Is there any way to use Pop without the gnome backend? Gnome and Pop both ship with Nautilus, and apparently don't work well without it, but Nautilus doesn't have type-ahead navigation. This is when you are in a directory and start typing the first few letters of the file you want to get to. In Windows Explorer, that will just lead to the cursor skipping ahead, whereas in Gnome, this starts a search for the file. It's absolutely appalling behaviour, and the developers are obstinate to a fault at changing this, despite outcry.
Thanks a lot for the list. "Luckily" not deal-breakers that would warrant a shift for me. I have been using Ubuntu without any complaints as daily driver for a year or so. But as I plan to get a new laptop in the future I contemplated whether I should try a new distro as well.

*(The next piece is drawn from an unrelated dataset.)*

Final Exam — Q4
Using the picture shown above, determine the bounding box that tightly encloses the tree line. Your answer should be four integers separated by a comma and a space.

There are other reasons but for one Pop doesn't push Snap. Flatpak is available and well integrated, but isn't forced down your throat (as Snap is in Ubuntu).
I generally prefer flatpak but I feel snap is a bit ahead and for one simple reason: marketing.
Canonical has been pushing very hard for snaps and it shows when I get get official builds of things like Zoom, Visual Studio Code, JetBrains and Spotify but the flatpak versions are just community provided. Some of them tend to work better than flatpak as well because of “classic” confinement. Using VS Code in flatpak and not having full access to the system in my integrated terminal kinda sucks. It might not be better from a security perspective but it’s much better from a user experience perspective and that matters more to me personally.
The said I still use flatpak as well, and prefer to use flatpak if there isn’t a material difference in functionality between the snap and flatpak.
NVIDIA Optimus support - out of the box with a UI to switch graphics cards. The only other bistro I have seen to support it is Ubuntu MATE. All other distros require installation outside of the default package managers.